McKinsey: How are you managing the organizational challenges around employee burnout and attrition?
Axel Hefer: At the start of the pandemic, it felt like the world was falling apart, and there was a lot of panic, which unsurprisingly led to paralysis, especially if you are losing 90 percent of a given market within one week and then, the week after, another 90 percent. And like many other companies, we moved to a completely different working environment almost overnight, with a fully remote setup. Many colleagues struggled with all the change and the pressure of working from home in full isolation and full lockdown. These circumstances pushed us to introduce our “trivacation” concept: we instituted a mandatory vacation, on top of the normal vacation days, to make sure that everybody’s getting some rest in a coordinated way.

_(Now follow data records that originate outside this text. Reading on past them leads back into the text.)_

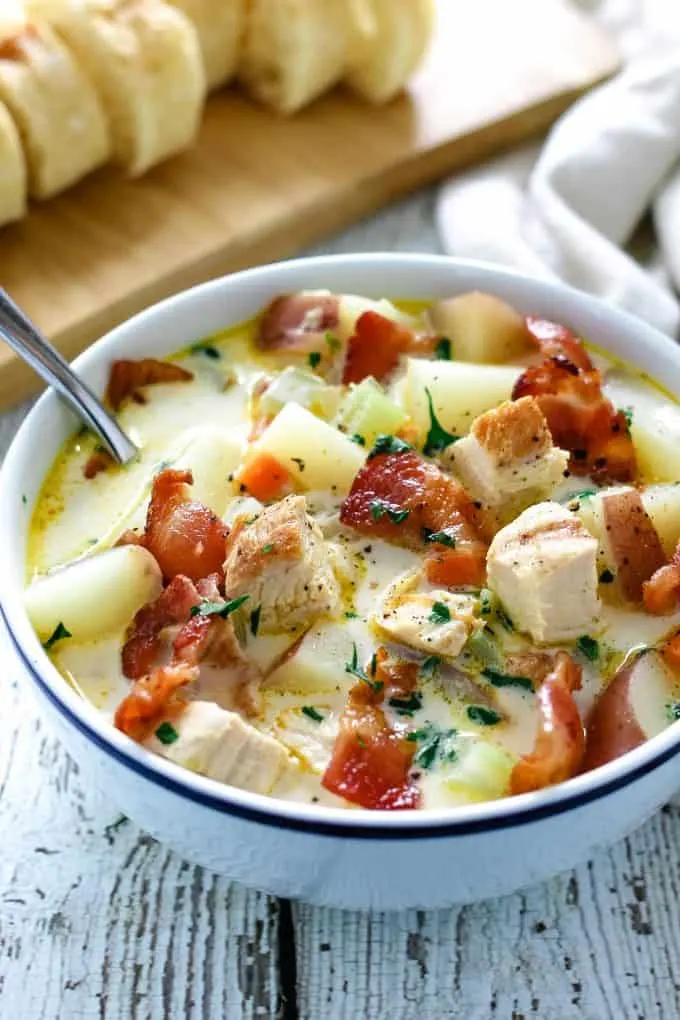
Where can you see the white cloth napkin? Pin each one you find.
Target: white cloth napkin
(569, 208)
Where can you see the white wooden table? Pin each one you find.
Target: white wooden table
(100, 922)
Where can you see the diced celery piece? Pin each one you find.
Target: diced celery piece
(367, 411)
(300, 387)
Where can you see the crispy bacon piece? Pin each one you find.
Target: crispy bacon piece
(581, 419)
(127, 377)
(376, 346)
(186, 537)
(435, 504)
(560, 745)
(154, 699)
(371, 763)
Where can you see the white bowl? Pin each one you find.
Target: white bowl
(326, 855)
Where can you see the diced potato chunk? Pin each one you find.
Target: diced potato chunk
(481, 327)
(94, 596)
(460, 392)
(315, 453)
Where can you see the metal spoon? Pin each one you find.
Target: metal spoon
(27, 341)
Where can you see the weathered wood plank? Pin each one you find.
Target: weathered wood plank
(599, 944)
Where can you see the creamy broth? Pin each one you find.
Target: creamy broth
(466, 719)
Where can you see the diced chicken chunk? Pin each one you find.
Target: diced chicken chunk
(542, 566)
(219, 745)
(509, 453)
(280, 560)
(435, 621)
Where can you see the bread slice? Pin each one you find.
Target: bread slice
(295, 50)
(54, 106)
(13, 176)
(144, 59)
(404, 32)
(220, 26)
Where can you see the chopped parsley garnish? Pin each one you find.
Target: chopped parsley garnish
(379, 508)
(437, 438)
(166, 733)
(430, 666)
(439, 613)
(58, 633)
(441, 539)
(434, 745)
(255, 621)
(207, 349)
(222, 609)
(354, 669)
(673, 711)
(389, 444)
(501, 679)
(588, 647)
(483, 716)
(407, 706)
(442, 350)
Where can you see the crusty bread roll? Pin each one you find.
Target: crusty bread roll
(13, 183)
(145, 61)
(54, 106)
(295, 50)
(220, 26)
(404, 32)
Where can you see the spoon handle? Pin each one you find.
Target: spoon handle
(19, 333)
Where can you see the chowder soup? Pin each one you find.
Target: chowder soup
(373, 556)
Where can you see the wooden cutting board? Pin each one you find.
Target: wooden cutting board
(257, 187)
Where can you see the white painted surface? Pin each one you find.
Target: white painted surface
(99, 921)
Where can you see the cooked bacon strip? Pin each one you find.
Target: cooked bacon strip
(99, 461)
(581, 419)
(634, 542)
(560, 744)
(376, 346)
(371, 763)
(435, 503)
(127, 377)
(186, 537)
(153, 700)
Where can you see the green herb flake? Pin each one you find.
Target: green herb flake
(483, 716)
(255, 621)
(429, 666)
(441, 539)
(442, 350)
(207, 349)
(389, 444)
(434, 745)
(354, 669)
(439, 613)
(58, 633)
(588, 648)
(166, 733)
(437, 438)
(407, 706)
(379, 508)
(222, 609)
(501, 679)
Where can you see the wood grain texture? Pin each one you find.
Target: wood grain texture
(258, 187)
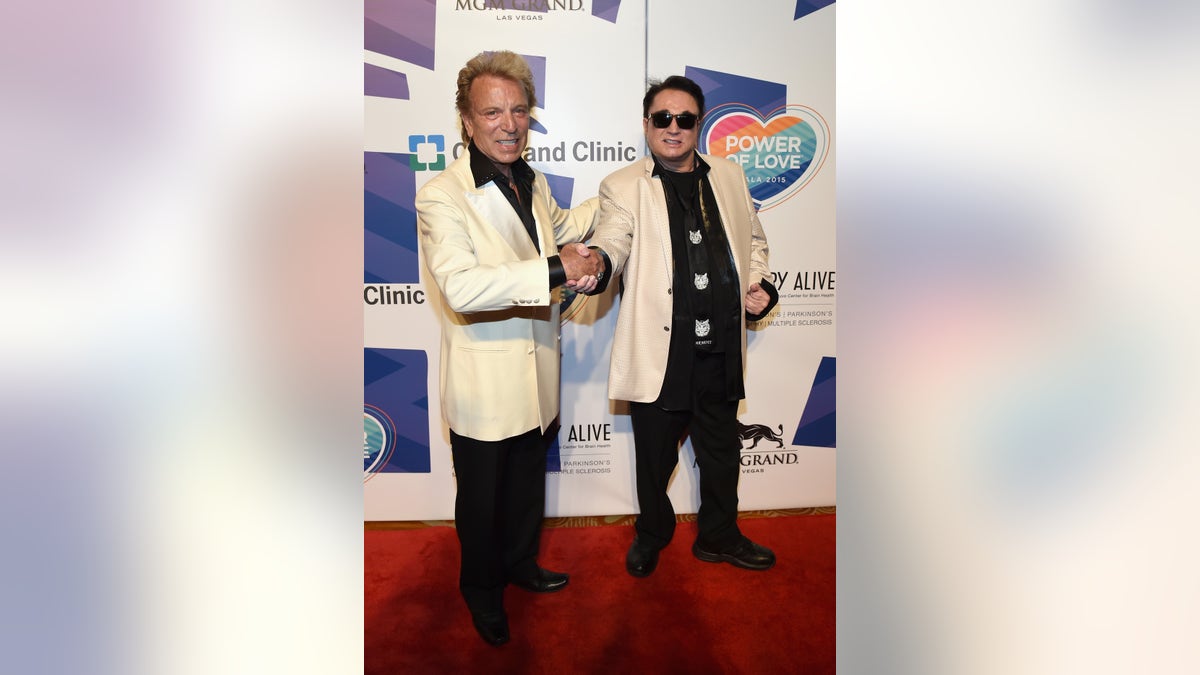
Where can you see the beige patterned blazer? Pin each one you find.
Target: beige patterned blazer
(633, 231)
(499, 321)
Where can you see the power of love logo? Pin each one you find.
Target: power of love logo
(779, 153)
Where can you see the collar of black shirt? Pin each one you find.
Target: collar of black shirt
(484, 169)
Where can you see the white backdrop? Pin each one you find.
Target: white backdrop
(593, 61)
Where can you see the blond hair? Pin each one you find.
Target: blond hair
(501, 64)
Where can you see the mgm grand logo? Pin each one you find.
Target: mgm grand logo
(754, 434)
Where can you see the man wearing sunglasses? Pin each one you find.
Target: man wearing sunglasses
(682, 231)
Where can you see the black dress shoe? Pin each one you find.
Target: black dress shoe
(745, 554)
(544, 581)
(492, 626)
(641, 560)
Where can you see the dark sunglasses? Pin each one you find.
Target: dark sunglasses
(663, 119)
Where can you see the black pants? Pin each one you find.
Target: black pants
(712, 424)
(498, 513)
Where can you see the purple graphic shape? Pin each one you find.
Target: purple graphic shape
(389, 220)
(384, 83)
(395, 381)
(606, 10)
(805, 7)
(723, 88)
(561, 187)
(817, 424)
(402, 29)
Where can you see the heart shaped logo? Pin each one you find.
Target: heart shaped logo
(779, 153)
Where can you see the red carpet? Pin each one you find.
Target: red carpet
(689, 616)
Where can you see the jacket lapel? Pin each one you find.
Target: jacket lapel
(498, 214)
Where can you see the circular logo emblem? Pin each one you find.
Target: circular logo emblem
(378, 440)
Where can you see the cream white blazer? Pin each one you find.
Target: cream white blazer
(633, 230)
(499, 321)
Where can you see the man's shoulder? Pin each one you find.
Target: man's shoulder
(630, 172)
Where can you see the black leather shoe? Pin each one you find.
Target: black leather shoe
(492, 626)
(641, 560)
(745, 554)
(545, 581)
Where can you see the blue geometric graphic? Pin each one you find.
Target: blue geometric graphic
(390, 220)
(805, 7)
(817, 424)
(396, 411)
(723, 88)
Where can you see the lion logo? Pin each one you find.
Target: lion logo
(759, 432)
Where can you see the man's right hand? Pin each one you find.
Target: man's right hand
(579, 262)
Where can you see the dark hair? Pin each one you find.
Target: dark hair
(677, 82)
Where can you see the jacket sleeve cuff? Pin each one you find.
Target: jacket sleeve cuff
(605, 274)
(557, 273)
(771, 304)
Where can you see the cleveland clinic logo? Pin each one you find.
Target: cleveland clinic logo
(427, 153)
(378, 440)
(780, 151)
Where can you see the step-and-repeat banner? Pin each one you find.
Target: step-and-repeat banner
(767, 70)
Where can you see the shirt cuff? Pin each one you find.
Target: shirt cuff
(557, 274)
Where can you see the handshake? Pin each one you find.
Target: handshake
(585, 268)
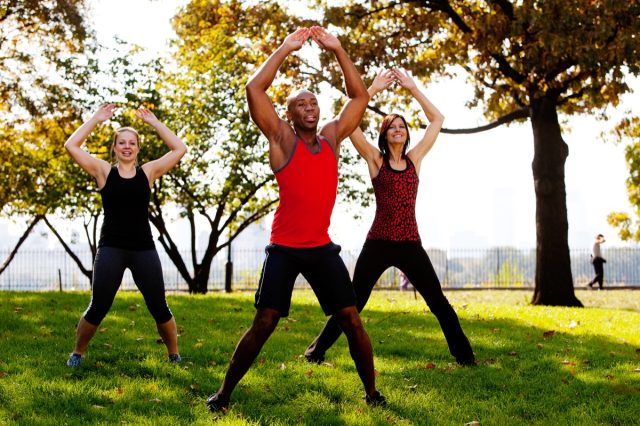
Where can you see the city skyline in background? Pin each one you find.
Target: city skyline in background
(476, 190)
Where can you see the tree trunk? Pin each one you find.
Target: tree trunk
(200, 278)
(554, 281)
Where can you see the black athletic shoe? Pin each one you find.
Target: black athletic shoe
(466, 362)
(217, 403)
(376, 399)
(313, 358)
(75, 360)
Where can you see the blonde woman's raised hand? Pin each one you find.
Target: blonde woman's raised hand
(296, 39)
(404, 79)
(147, 116)
(383, 80)
(324, 39)
(104, 112)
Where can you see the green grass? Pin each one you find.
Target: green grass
(537, 365)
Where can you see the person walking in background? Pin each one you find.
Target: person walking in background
(404, 281)
(598, 262)
(305, 164)
(393, 239)
(125, 237)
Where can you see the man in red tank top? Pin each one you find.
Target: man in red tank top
(305, 164)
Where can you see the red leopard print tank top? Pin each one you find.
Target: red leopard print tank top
(396, 192)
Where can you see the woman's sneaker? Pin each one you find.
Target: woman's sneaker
(376, 399)
(75, 359)
(217, 403)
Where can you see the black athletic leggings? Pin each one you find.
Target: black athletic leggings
(411, 258)
(108, 270)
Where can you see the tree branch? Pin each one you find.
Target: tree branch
(87, 272)
(506, 7)
(23, 237)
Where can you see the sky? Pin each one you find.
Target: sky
(476, 191)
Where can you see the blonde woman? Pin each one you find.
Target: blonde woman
(125, 237)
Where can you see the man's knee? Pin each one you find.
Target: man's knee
(348, 318)
(266, 320)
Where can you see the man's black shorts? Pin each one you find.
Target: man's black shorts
(321, 266)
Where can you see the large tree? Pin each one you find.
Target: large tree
(527, 60)
(45, 49)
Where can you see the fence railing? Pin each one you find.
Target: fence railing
(485, 268)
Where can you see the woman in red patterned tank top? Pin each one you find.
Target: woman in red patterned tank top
(393, 239)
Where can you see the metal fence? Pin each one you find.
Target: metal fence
(486, 268)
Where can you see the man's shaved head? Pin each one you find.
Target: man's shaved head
(298, 94)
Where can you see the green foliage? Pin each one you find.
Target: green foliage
(628, 226)
(42, 45)
(532, 360)
(510, 52)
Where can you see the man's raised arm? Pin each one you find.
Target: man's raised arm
(262, 111)
(351, 114)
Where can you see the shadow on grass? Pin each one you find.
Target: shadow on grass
(525, 372)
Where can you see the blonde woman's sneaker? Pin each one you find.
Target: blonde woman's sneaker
(217, 403)
(75, 359)
(376, 399)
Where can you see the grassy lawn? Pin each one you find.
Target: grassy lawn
(537, 365)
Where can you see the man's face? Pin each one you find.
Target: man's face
(303, 110)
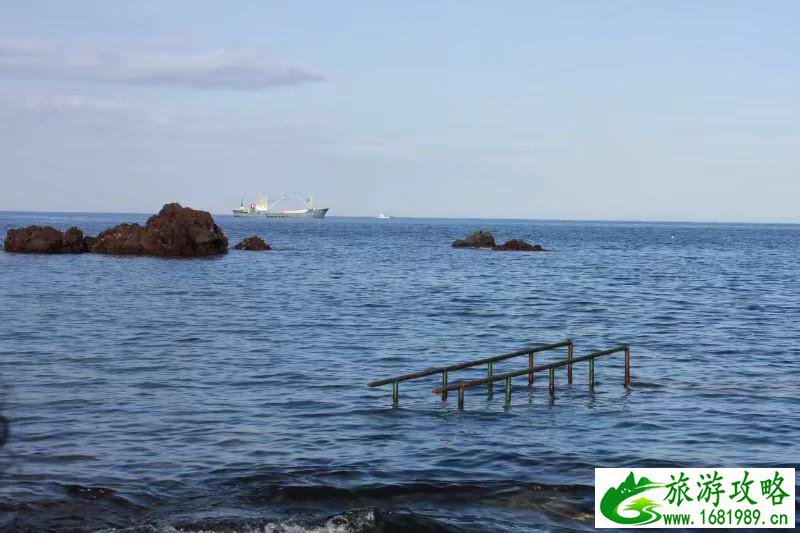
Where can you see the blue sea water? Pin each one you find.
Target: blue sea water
(229, 394)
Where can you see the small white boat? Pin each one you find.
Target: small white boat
(258, 208)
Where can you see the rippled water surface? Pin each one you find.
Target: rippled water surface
(230, 393)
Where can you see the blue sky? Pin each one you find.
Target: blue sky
(566, 109)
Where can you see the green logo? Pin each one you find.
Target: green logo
(614, 499)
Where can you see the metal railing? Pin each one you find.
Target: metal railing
(489, 361)
(460, 387)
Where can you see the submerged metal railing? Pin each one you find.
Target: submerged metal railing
(488, 361)
(460, 387)
(491, 378)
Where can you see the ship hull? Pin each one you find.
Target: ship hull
(308, 213)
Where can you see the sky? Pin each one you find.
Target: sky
(598, 110)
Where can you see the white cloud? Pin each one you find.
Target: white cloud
(218, 69)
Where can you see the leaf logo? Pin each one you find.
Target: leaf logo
(614, 499)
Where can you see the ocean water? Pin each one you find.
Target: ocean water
(229, 394)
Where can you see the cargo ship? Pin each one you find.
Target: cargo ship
(262, 207)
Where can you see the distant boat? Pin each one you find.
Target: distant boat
(262, 207)
(257, 208)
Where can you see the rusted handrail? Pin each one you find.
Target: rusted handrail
(461, 386)
(485, 361)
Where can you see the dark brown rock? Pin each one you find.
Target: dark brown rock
(479, 239)
(123, 239)
(183, 232)
(44, 240)
(518, 245)
(174, 232)
(254, 243)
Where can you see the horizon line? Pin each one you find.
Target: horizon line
(623, 220)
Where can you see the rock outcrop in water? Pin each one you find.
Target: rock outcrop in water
(123, 239)
(518, 245)
(44, 240)
(254, 243)
(479, 239)
(175, 231)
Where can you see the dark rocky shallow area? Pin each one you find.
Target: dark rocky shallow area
(175, 231)
(485, 239)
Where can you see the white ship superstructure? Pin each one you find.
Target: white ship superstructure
(263, 207)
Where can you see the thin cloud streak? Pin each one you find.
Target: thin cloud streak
(218, 69)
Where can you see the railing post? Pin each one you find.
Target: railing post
(569, 366)
(530, 365)
(627, 366)
(489, 374)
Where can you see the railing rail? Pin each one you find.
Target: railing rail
(489, 361)
(461, 386)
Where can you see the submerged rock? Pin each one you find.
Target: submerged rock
(44, 240)
(518, 245)
(479, 239)
(254, 243)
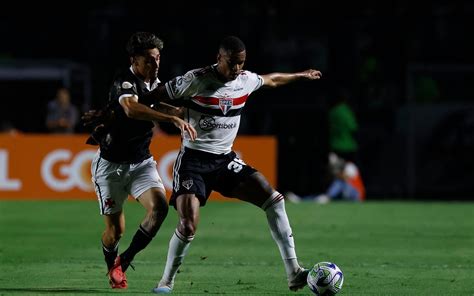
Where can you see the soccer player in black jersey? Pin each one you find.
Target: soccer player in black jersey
(214, 97)
(123, 165)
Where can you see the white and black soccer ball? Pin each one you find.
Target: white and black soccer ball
(325, 278)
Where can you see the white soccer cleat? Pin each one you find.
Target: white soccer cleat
(292, 197)
(163, 288)
(299, 281)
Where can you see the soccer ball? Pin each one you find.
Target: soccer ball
(325, 278)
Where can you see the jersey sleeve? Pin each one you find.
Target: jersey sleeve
(254, 81)
(183, 86)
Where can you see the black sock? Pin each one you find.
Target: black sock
(140, 240)
(110, 254)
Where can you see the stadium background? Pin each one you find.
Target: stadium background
(409, 69)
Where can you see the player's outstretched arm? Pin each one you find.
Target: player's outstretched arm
(279, 79)
(136, 110)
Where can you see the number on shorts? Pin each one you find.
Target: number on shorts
(236, 165)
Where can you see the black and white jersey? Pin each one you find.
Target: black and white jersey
(127, 140)
(213, 106)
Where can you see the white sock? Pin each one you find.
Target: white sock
(178, 247)
(281, 232)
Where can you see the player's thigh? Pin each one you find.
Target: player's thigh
(254, 189)
(153, 199)
(145, 183)
(239, 180)
(108, 185)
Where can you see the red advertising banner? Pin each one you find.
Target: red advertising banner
(58, 167)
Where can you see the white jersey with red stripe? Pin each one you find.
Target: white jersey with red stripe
(213, 107)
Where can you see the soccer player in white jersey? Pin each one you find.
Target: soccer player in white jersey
(124, 165)
(214, 98)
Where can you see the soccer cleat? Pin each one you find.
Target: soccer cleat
(117, 278)
(299, 281)
(163, 288)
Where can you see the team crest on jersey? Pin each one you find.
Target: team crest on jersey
(187, 183)
(225, 104)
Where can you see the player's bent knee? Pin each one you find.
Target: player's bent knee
(187, 227)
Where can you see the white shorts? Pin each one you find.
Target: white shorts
(114, 182)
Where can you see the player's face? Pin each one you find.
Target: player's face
(230, 64)
(147, 65)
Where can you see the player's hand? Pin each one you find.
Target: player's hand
(170, 109)
(91, 117)
(312, 74)
(185, 127)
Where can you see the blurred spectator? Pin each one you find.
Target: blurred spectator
(62, 116)
(346, 185)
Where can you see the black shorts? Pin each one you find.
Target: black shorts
(200, 173)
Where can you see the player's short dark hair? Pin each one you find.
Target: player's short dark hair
(139, 42)
(232, 44)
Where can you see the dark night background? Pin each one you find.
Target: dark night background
(409, 69)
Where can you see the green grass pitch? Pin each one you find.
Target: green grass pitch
(383, 248)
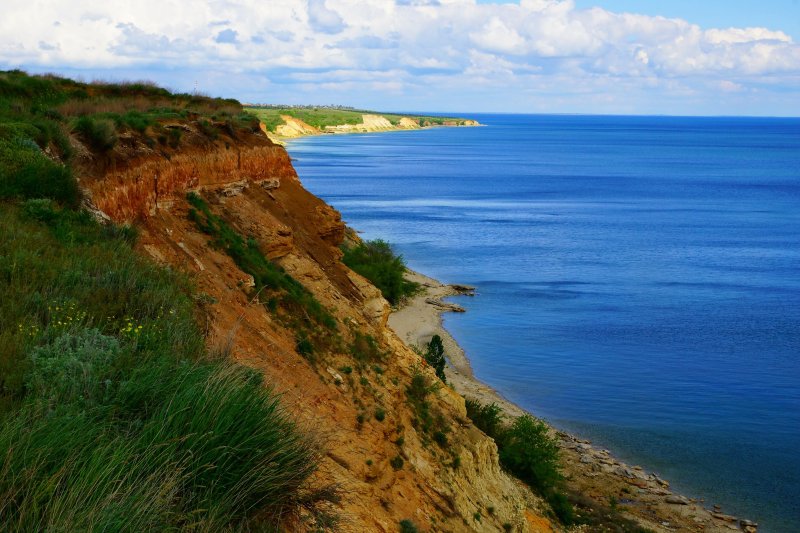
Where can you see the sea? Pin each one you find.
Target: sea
(638, 279)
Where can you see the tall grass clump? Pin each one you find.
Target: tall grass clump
(112, 417)
(376, 261)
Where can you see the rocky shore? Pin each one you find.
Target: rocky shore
(594, 472)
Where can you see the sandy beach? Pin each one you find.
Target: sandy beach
(637, 494)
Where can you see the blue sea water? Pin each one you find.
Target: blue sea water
(638, 279)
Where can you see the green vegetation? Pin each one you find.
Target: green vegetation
(407, 526)
(320, 117)
(111, 414)
(275, 288)
(376, 261)
(113, 417)
(428, 419)
(527, 451)
(434, 356)
(39, 114)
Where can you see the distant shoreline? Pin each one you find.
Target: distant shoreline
(589, 470)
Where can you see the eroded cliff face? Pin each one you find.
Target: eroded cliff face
(455, 485)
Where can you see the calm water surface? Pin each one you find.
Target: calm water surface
(638, 279)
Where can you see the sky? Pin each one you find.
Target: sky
(680, 57)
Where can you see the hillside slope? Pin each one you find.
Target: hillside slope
(252, 274)
(339, 390)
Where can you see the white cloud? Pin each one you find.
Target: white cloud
(534, 45)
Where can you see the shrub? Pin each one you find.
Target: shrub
(530, 453)
(428, 419)
(25, 172)
(397, 462)
(376, 261)
(74, 368)
(407, 526)
(434, 356)
(487, 418)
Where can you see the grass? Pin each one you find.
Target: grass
(112, 416)
(376, 261)
(320, 117)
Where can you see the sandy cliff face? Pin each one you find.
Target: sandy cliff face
(457, 486)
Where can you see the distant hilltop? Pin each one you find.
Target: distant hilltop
(300, 121)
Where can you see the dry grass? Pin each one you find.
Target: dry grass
(130, 194)
(119, 105)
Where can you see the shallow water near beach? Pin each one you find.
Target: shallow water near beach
(638, 279)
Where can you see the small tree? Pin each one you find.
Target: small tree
(434, 356)
(531, 454)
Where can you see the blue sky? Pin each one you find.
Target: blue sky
(778, 14)
(709, 57)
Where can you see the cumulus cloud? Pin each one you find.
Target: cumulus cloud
(533, 45)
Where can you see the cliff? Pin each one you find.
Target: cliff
(385, 465)
(290, 123)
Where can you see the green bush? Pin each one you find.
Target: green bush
(527, 451)
(376, 261)
(429, 420)
(75, 368)
(25, 172)
(530, 453)
(397, 462)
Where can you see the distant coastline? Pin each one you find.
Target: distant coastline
(282, 123)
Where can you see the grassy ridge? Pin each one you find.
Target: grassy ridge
(39, 114)
(320, 117)
(112, 415)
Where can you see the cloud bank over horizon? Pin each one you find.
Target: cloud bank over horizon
(449, 55)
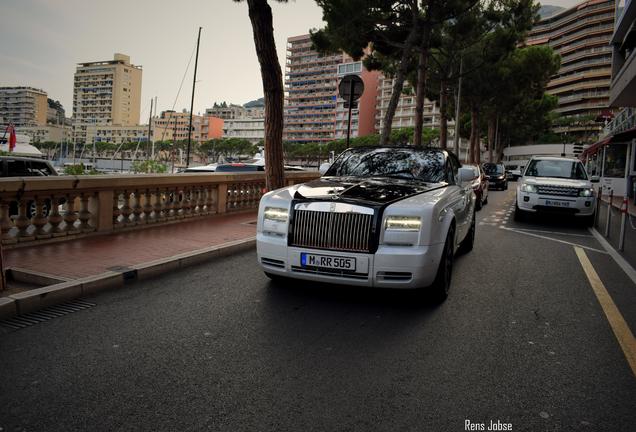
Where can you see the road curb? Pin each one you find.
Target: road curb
(39, 298)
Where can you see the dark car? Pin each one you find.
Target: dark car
(496, 175)
(26, 167)
(480, 186)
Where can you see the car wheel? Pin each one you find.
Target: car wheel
(467, 244)
(441, 284)
(519, 216)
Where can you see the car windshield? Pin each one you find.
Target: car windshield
(493, 169)
(424, 165)
(556, 168)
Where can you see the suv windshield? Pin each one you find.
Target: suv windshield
(556, 168)
(493, 169)
(424, 165)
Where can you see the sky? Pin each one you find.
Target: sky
(43, 40)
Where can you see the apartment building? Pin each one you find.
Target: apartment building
(172, 125)
(405, 112)
(581, 36)
(23, 106)
(228, 112)
(311, 86)
(252, 129)
(116, 134)
(106, 93)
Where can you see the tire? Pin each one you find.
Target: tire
(469, 241)
(441, 284)
(519, 216)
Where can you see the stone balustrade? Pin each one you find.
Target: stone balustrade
(41, 209)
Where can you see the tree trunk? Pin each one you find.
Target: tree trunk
(400, 75)
(443, 116)
(474, 135)
(420, 92)
(491, 137)
(261, 17)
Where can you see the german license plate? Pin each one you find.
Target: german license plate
(327, 261)
(552, 203)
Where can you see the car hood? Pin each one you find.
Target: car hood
(373, 190)
(550, 181)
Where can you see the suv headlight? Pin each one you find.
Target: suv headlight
(276, 214)
(528, 188)
(403, 223)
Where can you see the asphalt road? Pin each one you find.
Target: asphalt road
(522, 339)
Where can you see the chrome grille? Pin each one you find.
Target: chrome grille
(557, 190)
(329, 230)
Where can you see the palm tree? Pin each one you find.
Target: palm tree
(261, 17)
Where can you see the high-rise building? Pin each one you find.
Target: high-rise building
(106, 93)
(311, 86)
(581, 36)
(23, 106)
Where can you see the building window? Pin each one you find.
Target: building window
(615, 159)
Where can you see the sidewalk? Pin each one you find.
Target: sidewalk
(91, 256)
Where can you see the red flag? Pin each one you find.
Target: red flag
(12, 137)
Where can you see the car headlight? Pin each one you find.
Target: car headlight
(277, 214)
(528, 188)
(403, 223)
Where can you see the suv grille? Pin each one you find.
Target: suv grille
(557, 190)
(336, 231)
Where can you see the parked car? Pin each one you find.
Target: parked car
(556, 185)
(513, 172)
(201, 169)
(480, 186)
(11, 166)
(390, 217)
(496, 175)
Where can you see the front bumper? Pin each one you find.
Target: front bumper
(576, 206)
(389, 267)
(497, 183)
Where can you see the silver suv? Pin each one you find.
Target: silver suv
(556, 185)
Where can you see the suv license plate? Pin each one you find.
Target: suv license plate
(557, 203)
(328, 261)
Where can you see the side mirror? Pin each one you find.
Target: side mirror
(466, 175)
(324, 168)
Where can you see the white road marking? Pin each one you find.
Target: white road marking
(553, 239)
(627, 268)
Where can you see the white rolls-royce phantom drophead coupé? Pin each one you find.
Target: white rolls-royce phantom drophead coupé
(390, 217)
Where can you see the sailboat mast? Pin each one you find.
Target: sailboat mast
(194, 83)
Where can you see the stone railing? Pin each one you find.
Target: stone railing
(35, 210)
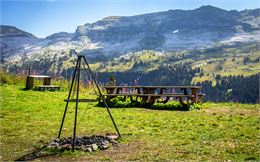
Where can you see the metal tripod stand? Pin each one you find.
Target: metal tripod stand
(76, 78)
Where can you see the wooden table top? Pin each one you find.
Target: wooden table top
(195, 87)
(39, 76)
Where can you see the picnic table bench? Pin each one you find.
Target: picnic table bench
(46, 83)
(149, 94)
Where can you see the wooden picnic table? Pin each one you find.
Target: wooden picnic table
(149, 94)
(46, 83)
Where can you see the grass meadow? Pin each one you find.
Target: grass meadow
(216, 132)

To counter the fear and paralysis, we also adopted an extremely transparent communication program. Every week, anybody could ask any question. We’d say, “This is our view of what we think is currently going on. We could be wrong. We could be right.” Over the past year, continuing this type of communication has helped us weather other tough times. Being very transparent about our view of the situation and the reasoning behind our decisions has helped to build trust and unite everyone to get behind a common view on how we could prepare for a return of travel.
Like many tech companies, we’ve still seen an increase in attrition while everybody was working from home and an overall increased liquidity in the labor market. But we’ve now started our hybrid work style, with colleagues coming back to the office a few days a week, and that is very exciting to see.
Going forward, we plan to be very open with staff about our challenges and to share the trade-offs. It can sometimes be very difficult for others to understand the direction you are taking if you are not giving enough background. The more you communicate your assumptions and trade-offs and the eventual decision, the easier it is to get everybody behind it.
Comments and opinions expressed by interviewees are their own and do not represent or reflect the opinions, policies, or positions of McKinsey & Company or have its endorsement.